Bashir has begun massing his forces on the north-south border as a warning to his Southern rivals. "We told our brothers in the south, do you want peace? Everything we’ve done is for peace," he said this week. "But if you want war, you can see what’s going on in Abyei and in Southern Kordofan, and these are all lessons." (Northern forces overran Abyei, another disputed region, last month, displacing more than 100,000 members of the Dinka tribe. On June 20 Khartoum agreed to withdraw its soldiers from Abyei, which is to be secured by Ethiopian peacekeepers but is now firmly under Khartoum’s control.)
The Nuba’s other chance at victory is even more far-fetched. Their representatives are pleading for an internationally enforced no-fly zone to ground Sudan’s MiG fighters and Antonov bombers. "The UN Security Council must institute a No Fly Zone in Nuba Mountians [sic]/ South Kordfan to stop the aerial bombardment of civilians," one organization, the Sudan Democracy First Group, said in a written statement last week. On Monday, June 20, Sudanese Defense Minister Abdel Rahim Mohamed Hussein warned that the Nuba are trying to create "a second Benghazi" — the rebel capital of Libya — as a precursor to Western-backed regime change in Khartoum.

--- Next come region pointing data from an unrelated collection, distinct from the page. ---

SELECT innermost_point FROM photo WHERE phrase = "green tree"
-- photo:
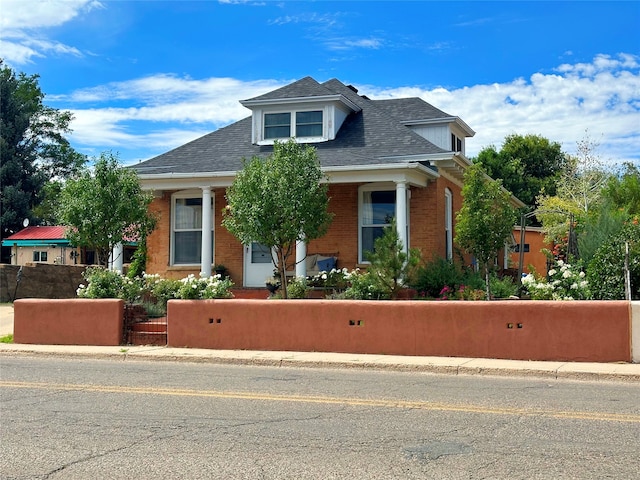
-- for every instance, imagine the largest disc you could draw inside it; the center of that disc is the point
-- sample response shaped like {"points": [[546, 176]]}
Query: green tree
{"points": [[391, 267], [528, 165], [578, 202], [623, 189], [106, 206], [606, 271], [485, 220], [278, 201], [33, 148]]}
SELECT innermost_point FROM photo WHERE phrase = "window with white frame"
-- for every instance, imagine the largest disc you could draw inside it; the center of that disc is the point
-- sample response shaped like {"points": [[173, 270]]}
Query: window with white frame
{"points": [[448, 223], [186, 229], [377, 210], [456, 143], [307, 124], [39, 256]]}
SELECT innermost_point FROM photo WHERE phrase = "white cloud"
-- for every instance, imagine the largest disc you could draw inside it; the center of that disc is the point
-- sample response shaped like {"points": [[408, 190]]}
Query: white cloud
{"points": [[160, 112], [602, 97], [24, 23]]}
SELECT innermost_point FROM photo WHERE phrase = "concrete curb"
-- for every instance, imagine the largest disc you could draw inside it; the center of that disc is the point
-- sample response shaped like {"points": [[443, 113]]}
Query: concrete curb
{"points": [[434, 365]]}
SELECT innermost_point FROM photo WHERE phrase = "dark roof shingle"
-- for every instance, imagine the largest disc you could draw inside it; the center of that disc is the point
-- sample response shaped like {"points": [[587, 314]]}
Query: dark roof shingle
{"points": [[367, 137]]}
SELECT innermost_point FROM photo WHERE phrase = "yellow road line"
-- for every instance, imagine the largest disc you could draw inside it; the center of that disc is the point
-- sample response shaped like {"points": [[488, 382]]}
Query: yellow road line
{"points": [[382, 403]]}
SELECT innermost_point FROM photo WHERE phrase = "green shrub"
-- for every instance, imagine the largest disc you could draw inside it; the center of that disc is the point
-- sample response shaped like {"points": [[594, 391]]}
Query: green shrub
{"points": [[563, 282], [503, 287], [365, 287], [101, 283], [391, 267], [438, 273], [193, 288], [606, 269], [298, 288]]}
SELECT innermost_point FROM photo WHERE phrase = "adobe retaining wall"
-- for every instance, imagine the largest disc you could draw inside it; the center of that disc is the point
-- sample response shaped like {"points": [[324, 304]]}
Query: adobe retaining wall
{"points": [[78, 321], [587, 331]]}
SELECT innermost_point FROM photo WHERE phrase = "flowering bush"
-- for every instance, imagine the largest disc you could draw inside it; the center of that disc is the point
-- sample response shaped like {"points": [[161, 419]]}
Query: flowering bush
{"points": [[337, 279], [563, 282], [462, 293], [102, 283], [198, 288]]}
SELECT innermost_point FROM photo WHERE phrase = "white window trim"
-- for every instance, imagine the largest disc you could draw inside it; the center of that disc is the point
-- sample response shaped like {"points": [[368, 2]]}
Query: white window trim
{"points": [[270, 141], [189, 194], [373, 187], [448, 223]]}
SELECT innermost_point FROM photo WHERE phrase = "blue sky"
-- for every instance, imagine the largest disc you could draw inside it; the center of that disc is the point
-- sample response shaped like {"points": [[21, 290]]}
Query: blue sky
{"points": [[142, 77]]}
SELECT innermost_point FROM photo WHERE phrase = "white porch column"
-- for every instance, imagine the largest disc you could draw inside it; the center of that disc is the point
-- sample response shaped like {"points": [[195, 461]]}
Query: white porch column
{"points": [[301, 255], [401, 213], [206, 255], [116, 260]]}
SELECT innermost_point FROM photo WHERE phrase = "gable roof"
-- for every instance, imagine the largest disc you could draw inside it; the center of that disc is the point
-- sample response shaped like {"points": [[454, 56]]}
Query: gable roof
{"points": [[373, 134]]}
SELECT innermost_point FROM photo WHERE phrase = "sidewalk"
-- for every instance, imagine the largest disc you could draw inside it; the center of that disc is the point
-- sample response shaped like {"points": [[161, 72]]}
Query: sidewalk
{"points": [[436, 365]]}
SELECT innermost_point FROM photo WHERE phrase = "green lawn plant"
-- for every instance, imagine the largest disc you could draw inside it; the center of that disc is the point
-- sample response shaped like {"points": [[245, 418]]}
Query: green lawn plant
{"points": [[392, 268]]}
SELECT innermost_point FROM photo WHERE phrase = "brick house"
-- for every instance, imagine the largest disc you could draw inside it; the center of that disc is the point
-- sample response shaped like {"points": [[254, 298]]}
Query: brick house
{"points": [[396, 157]]}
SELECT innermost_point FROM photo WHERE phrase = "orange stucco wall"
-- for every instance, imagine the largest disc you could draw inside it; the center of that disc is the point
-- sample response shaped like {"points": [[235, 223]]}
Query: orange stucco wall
{"points": [[524, 330], [426, 231], [75, 321], [534, 259]]}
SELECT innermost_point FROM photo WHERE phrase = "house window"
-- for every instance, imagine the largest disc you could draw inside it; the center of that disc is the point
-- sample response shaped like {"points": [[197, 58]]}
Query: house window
{"points": [[448, 224], [377, 210], [277, 125], [456, 143], [39, 256], [186, 244], [307, 124]]}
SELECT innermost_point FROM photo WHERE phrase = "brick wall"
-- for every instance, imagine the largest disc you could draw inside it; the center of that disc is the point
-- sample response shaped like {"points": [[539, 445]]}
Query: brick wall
{"points": [[426, 232]]}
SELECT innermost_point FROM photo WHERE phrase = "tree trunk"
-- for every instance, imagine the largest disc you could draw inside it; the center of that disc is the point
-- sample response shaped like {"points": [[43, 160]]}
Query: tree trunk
{"points": [[283, 274], [486, 279]]}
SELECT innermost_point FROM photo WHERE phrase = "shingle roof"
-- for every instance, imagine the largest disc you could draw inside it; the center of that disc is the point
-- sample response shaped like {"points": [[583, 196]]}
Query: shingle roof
{"points": [[367, 137], [39, 233], [305, 87]]}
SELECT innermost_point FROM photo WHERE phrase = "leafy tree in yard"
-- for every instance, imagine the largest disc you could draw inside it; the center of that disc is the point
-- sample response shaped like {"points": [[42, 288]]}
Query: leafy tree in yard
{"points": [[105, 206], [606, 271], [527, 165], [485, 220], [278, 201], [578, 198], [33, 148], [624, 189]]}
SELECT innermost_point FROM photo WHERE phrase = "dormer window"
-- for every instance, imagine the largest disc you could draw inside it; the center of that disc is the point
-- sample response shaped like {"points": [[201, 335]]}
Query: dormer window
{"points": [[277, 125], [456, 143], [307, 124]]}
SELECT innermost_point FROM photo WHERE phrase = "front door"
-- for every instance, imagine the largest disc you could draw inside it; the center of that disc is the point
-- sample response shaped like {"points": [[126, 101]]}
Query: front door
{"points": [[257, 265]]}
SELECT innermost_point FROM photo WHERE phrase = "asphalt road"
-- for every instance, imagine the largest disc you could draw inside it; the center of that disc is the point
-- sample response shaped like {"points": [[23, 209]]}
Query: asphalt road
{"points": [[81, 419]]}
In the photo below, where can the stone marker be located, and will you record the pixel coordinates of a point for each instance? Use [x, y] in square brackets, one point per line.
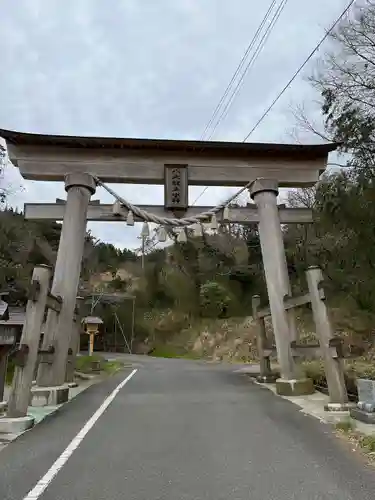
[365, 410]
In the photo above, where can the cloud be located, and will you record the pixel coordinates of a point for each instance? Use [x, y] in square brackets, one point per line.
[147, 69]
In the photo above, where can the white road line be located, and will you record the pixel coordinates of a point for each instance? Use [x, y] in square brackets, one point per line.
[43, 483]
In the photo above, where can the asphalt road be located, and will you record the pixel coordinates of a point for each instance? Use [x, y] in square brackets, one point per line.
[184, 430]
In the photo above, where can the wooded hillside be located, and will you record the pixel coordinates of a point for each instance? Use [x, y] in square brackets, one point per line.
[215, 276]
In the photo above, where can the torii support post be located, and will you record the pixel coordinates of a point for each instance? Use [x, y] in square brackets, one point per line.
[28, 351]
[74, 344]
[59, 327]
[264, 192]
[333, 364]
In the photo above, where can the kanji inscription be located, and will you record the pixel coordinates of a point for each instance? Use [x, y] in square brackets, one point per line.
[176, 186]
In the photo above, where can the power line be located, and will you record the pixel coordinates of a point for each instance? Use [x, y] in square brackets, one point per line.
[239, 67]
[251, 63]
[299, 69]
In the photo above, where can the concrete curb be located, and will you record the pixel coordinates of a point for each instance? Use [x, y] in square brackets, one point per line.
[16, 426]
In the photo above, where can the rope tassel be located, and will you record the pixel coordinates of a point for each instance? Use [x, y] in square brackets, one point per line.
[198, 231]
[162, 234]
[214, 224]
[145, 230]
[116, 208]
[181, 238]
[226, 213]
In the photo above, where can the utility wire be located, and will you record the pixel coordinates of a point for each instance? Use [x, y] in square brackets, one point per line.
[251, 63]
[239, 68]
[299, 70]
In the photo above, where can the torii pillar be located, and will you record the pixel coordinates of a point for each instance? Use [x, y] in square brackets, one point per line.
[264, 192]
[59, 327]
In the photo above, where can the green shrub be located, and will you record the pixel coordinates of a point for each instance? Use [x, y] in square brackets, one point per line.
[368, 443]
[215, 299]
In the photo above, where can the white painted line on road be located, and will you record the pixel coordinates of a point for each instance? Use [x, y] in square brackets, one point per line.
[43, 483]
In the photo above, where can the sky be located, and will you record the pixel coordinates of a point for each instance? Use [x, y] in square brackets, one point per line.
[151, 69]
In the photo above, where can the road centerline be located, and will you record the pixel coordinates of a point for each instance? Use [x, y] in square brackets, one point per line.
[59, 463]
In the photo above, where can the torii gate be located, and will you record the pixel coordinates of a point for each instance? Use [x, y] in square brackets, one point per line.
[176, 164]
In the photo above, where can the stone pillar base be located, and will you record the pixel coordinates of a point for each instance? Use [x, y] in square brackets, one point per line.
[49, 396]
[297, 387]
[339, 407]
[267, 379]
[362, 415]
[16, 425]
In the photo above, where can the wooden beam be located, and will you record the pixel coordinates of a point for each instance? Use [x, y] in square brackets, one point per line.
[204, 169]
[96, 212]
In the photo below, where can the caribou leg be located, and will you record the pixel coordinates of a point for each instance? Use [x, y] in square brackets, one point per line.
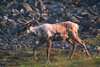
[77, 39]
[48, 51]
[34, 52]
[74, 47]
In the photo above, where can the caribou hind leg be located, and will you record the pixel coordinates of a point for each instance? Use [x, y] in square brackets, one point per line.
[48, 51]
[77, 39]
[34, 52]
[74, 47]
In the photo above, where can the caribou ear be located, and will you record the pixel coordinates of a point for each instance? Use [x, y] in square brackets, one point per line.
[30, 24]
[25, 28]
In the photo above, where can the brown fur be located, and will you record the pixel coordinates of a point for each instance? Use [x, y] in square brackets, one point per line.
[47, 33]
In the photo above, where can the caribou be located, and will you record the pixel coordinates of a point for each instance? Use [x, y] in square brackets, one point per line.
[46, 33]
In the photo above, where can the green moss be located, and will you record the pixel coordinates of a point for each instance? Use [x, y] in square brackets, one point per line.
[94, 40]
[58, 58]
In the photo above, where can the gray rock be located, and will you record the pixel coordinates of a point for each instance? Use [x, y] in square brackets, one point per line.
[24, 6]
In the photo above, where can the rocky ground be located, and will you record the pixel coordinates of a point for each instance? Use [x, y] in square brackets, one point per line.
[85, 13]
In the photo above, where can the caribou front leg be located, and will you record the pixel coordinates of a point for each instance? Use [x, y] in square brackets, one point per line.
[74, 47]
[48, 51]
[34, 52]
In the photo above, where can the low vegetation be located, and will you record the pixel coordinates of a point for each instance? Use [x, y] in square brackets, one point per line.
[58, 58]
[93, 40]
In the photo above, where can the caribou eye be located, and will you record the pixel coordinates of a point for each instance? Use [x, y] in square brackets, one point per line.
[36, 32]
[25, 28]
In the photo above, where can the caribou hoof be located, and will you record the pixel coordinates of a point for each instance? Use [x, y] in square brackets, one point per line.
[70, 58]
[89, 55]
[35, 58]
[47, 61]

Calls for a no-fly zone over Sudan are even more dubious today than they were six years ago, when the current U.S. ambassador to the United Nations, Susan Rice, was advocating one to stop ethnic cleansing in Darfur.
Back then, the United States was embroiled in two conflicts in Muslim lands. Today, with the ongoing NATO campaign in Libya, it’s three. Outgoing Defense Secretary Robert Gates recently expressed what many less powerful taxpayers have felt for years: Americans are tired of wars of choice.
So the Nuba, and other northerners fearful of Khartoum’s ethnocentric agenda, are on their own. Even as Southern Sudanese escape to an uncertain future in their own sovereign state, the north can still free itself from the blood-stained ruling clique in Khartoum. The route probably won’t be Gandhian. Recent peaceful protests in Khartoum, inspired by successful people-power revolts in Egypt and Tunisia, have all been crushed.
As it was for the people of Southern Sudan, the people of Southern Kordofan may conclusively decide that violence is their only path to freedom. In the face of rigged elections, ethnic cleansing, and torture, armed rebel groups in Darfur could join forces with the Nuba, with partisans in Blue Nile state, and with disaffected Beja tribesmen of eastern Sudan in an armed movement to topple Bashir.
It’s a dismal scenario, after more than 2 million dead in the last civil war and hundreds of thousands of others killed in Darfur. Whatever the means, however, northern Sudanese are going to have to free themselves. No one else is riding to the rescue.